Falstaff es más que un personaje cómico, es la actitud cómica frente a la vida, lo cómico como manera de ser. Su simple presencia impide que cualquier situación sea otra cosa que cómica. Hasta lo trágico se esfuma, como cuando aparece frente al cadáver aún caliente de Hotspur. Habla, y se lucen todas las volteretas del pensamiento gozoso: humor, ironía, absurdo. El gordo Falstaff tiene la suprema ligereza del clown, que trasforma en fuentes de placer todos los posibles reveses. Hasta los reveses fatales, seguro: él es un sexagenario “muy avanzado” en su juventud:

We, that are in the vaward of our youth...

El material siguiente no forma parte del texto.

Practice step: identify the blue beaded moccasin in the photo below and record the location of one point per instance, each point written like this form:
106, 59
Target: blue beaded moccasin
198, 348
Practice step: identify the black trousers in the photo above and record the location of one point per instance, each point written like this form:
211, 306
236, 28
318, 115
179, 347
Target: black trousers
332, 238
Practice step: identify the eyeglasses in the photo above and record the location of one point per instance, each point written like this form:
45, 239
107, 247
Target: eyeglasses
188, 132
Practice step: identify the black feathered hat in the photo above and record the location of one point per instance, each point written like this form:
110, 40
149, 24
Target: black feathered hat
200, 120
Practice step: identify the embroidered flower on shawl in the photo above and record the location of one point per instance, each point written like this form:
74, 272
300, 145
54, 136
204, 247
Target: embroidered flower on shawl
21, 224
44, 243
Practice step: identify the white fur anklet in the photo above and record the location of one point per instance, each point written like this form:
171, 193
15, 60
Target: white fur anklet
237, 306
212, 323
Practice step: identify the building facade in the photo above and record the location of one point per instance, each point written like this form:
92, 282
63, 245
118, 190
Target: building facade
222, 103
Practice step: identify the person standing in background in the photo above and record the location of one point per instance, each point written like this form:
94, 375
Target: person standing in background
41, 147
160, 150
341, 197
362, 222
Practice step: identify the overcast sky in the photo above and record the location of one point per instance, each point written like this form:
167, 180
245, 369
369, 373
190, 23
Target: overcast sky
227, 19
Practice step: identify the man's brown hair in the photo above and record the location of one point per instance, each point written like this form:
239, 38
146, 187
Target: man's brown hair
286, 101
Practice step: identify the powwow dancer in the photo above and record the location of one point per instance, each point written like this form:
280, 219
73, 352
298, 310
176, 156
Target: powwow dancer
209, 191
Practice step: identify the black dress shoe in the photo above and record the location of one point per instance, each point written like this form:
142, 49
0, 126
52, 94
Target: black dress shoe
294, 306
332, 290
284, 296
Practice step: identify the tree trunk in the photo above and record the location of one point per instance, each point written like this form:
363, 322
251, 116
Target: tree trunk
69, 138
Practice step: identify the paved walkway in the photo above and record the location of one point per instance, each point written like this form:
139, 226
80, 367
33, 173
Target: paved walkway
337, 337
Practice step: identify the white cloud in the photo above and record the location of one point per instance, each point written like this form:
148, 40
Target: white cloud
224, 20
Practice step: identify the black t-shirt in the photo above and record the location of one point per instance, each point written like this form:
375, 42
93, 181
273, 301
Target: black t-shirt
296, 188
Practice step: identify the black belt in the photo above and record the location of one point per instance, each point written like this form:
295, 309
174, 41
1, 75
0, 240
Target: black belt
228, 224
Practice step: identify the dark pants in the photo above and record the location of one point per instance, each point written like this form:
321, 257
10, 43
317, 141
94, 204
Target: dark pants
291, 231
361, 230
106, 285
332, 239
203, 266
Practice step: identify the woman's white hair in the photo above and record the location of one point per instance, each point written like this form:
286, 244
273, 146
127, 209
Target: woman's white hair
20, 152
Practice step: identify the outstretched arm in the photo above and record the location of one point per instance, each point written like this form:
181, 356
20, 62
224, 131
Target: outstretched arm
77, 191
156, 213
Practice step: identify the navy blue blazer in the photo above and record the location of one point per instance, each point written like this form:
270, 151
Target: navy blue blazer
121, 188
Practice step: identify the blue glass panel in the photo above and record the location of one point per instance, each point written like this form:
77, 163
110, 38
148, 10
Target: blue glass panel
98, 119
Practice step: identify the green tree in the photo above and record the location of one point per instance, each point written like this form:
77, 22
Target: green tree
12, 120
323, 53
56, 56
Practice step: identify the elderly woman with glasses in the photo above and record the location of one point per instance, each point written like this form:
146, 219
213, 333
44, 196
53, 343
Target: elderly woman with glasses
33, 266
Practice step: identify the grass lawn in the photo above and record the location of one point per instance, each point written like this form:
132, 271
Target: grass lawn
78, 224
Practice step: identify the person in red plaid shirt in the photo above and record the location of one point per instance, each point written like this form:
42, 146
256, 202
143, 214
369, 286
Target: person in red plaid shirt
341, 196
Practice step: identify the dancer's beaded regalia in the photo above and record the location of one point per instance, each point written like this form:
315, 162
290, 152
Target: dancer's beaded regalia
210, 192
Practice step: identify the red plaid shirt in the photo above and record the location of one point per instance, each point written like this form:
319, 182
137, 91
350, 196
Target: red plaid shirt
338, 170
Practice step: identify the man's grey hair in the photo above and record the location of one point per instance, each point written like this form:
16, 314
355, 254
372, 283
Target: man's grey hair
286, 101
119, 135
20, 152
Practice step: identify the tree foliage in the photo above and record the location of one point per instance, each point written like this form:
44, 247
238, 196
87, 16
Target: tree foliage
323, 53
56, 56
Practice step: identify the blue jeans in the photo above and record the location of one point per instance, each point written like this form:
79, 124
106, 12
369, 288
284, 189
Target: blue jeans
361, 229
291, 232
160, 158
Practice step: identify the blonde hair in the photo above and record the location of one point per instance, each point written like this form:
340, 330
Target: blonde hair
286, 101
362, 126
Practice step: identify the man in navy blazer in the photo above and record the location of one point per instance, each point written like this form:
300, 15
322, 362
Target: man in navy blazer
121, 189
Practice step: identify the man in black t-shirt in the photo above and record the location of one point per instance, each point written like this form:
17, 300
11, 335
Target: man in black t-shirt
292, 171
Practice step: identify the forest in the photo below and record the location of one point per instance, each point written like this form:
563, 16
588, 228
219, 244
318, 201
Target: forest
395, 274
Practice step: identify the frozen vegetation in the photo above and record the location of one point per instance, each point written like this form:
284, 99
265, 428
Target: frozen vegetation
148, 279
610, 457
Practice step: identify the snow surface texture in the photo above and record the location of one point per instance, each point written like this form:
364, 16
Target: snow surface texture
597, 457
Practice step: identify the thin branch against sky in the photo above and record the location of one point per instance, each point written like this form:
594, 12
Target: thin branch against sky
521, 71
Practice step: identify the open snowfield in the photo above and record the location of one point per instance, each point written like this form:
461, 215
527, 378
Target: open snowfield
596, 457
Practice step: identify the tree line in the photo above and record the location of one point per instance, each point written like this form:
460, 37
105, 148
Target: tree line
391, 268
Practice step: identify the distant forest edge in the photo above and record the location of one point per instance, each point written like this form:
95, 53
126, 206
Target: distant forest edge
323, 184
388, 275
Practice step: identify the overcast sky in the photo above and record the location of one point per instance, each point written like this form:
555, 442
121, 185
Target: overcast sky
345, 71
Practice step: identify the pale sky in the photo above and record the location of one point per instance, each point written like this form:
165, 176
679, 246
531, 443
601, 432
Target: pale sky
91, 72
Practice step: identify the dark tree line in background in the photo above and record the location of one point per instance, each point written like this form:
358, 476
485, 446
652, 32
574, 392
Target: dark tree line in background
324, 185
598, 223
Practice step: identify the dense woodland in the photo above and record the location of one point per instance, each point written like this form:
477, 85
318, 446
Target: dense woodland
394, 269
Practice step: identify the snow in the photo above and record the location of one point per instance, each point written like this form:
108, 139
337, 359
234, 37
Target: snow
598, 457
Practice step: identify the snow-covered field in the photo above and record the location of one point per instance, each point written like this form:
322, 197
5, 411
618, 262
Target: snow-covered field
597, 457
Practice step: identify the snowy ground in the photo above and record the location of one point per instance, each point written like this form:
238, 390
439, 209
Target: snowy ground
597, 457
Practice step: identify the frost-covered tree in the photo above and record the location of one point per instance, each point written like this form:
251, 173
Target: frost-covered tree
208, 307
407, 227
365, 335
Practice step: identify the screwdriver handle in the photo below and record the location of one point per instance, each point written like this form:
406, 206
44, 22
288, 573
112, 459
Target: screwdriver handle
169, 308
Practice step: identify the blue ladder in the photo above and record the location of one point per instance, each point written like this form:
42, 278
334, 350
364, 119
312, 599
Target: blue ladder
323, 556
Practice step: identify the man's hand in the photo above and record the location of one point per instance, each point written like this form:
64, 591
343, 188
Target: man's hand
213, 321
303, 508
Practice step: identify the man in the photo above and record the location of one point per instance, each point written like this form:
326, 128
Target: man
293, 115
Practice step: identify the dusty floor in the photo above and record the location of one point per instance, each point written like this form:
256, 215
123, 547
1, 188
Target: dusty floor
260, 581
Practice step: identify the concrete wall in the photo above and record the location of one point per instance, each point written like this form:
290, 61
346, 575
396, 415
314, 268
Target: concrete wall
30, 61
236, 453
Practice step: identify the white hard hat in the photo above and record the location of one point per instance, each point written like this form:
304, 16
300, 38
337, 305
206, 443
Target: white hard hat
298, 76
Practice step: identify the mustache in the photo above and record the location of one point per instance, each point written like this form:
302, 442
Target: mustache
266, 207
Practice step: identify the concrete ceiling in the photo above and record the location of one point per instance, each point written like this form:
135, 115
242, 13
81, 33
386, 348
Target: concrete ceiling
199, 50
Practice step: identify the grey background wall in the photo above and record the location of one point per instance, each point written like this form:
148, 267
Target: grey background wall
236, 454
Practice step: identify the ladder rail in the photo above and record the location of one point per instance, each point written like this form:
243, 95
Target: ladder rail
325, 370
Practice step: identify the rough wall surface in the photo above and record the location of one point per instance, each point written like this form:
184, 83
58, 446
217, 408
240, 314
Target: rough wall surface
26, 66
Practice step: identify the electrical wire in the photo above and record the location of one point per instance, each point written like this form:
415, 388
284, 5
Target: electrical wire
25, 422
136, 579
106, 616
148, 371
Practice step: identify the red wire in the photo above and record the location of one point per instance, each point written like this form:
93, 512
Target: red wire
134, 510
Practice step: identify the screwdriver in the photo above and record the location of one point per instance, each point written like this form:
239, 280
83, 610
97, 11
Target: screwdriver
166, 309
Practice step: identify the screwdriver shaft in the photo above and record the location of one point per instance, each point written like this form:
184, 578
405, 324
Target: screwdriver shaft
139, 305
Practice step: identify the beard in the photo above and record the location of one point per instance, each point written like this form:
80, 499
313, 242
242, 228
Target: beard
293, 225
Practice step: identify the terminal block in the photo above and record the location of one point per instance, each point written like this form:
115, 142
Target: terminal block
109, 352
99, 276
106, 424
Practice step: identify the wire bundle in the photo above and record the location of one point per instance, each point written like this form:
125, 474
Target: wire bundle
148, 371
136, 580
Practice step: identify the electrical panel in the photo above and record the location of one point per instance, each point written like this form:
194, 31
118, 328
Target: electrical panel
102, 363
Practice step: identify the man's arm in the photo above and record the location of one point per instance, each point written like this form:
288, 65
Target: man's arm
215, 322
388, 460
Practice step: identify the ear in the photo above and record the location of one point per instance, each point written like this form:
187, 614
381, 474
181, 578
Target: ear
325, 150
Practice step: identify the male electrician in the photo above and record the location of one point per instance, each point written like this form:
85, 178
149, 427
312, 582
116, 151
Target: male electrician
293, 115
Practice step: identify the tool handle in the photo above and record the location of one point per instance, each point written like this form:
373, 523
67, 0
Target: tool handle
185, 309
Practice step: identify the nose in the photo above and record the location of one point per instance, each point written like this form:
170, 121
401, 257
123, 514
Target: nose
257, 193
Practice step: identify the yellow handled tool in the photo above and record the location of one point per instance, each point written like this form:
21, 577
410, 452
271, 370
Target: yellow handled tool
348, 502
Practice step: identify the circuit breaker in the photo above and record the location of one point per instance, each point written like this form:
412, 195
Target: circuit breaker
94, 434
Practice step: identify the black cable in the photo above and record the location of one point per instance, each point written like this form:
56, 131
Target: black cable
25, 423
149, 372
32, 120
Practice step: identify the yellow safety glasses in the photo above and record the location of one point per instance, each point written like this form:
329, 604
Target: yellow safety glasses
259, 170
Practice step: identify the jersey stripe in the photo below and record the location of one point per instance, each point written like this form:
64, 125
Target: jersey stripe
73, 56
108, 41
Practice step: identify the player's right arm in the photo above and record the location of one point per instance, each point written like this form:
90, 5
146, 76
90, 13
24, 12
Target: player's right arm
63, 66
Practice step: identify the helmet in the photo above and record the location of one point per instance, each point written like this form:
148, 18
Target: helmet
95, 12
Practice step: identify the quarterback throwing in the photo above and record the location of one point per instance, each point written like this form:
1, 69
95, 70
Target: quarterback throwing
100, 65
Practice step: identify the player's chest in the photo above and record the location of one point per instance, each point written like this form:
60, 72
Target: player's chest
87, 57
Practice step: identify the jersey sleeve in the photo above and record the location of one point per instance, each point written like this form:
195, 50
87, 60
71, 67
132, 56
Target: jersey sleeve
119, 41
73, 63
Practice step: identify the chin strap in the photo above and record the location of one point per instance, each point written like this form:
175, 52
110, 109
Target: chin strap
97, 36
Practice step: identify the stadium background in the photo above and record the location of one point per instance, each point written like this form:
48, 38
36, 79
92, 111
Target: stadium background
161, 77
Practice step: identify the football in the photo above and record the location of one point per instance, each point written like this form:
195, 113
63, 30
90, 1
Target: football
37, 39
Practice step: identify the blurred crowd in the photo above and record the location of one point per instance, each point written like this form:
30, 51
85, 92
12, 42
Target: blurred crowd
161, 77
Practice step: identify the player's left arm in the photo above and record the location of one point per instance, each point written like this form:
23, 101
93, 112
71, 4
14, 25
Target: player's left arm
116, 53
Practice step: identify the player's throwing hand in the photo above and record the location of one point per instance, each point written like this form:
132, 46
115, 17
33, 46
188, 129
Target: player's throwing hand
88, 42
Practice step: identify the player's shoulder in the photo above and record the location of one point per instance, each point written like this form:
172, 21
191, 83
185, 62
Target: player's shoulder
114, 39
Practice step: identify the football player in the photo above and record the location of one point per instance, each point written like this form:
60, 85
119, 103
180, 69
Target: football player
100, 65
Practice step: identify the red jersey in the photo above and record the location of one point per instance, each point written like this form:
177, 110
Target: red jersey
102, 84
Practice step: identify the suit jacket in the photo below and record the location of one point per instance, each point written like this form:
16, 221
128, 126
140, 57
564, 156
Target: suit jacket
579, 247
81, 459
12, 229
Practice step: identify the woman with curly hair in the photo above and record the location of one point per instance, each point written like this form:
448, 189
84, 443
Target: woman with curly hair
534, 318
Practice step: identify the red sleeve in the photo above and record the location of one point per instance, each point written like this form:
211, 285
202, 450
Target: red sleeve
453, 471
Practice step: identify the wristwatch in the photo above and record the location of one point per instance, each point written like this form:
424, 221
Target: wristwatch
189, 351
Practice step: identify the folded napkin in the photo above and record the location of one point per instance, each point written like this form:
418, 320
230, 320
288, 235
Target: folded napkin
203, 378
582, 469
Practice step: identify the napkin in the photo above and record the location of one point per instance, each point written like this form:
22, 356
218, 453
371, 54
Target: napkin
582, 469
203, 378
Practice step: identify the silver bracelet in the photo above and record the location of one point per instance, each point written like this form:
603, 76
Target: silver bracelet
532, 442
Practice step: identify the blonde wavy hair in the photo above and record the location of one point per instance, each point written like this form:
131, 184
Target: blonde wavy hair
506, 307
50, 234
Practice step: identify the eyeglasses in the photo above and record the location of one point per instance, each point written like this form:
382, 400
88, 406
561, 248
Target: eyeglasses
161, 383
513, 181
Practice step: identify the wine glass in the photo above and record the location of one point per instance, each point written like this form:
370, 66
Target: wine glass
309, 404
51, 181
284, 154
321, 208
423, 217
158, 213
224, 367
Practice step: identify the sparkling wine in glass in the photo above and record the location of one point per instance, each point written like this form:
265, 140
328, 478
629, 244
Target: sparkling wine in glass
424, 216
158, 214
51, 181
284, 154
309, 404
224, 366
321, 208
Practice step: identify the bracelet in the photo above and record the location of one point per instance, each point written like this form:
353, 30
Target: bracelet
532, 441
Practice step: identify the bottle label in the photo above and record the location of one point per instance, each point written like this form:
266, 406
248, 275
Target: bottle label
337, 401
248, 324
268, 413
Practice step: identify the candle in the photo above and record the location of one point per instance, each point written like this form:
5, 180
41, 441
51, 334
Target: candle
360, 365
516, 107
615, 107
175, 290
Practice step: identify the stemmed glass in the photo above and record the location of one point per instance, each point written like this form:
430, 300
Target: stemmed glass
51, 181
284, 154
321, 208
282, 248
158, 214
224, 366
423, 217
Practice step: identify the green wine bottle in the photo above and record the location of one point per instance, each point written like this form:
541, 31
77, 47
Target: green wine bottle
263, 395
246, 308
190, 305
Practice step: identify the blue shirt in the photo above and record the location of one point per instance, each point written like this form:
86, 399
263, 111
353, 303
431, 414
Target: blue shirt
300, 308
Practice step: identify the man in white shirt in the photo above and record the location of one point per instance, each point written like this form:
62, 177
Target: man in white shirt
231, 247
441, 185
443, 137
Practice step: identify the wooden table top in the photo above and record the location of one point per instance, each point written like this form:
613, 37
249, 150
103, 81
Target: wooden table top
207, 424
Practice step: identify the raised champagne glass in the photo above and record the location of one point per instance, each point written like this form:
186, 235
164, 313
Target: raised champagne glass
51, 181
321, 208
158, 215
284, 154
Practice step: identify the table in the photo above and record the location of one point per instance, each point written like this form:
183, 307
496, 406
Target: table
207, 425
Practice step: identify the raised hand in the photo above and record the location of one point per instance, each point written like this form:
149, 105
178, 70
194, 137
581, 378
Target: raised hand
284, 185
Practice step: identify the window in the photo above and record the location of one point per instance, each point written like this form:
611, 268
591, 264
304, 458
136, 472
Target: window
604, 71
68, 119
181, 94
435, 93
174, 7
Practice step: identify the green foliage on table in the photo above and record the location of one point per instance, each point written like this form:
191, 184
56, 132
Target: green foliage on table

Un tipo así tenía que ser censurado o castigado, de alguna manera. Las alegres comadres de Windsor, donde se le reduce a hazmerreír de damas, es la sofisticada censura parida del seno de una reina virgen.

Al identificar la risa con la dépense, con el gasto derrochador, Bataille ha revelado la fuerza anti-dialéctica de lo cómico, su resistencia al orden, a cualquier orden. Se ríe en oposición, y en un mundo pacificado positivo-racional no habría porque reír, ni de qué. Se ríe desde el dolor y la imperfección. La risa del niño de Nietzsche no viene de lo cómico, viene de más allá del dolor. Lo cómico, en cambio, está más acá del dolor, es su parásito, vive de él, y se resiste, con optimismo secreto, al Optimismo Oficial, aumentando así la entropía de cualquier sistema. De aquí su secreta relación con la muerte: una risa inmensa acabaría con el mundo.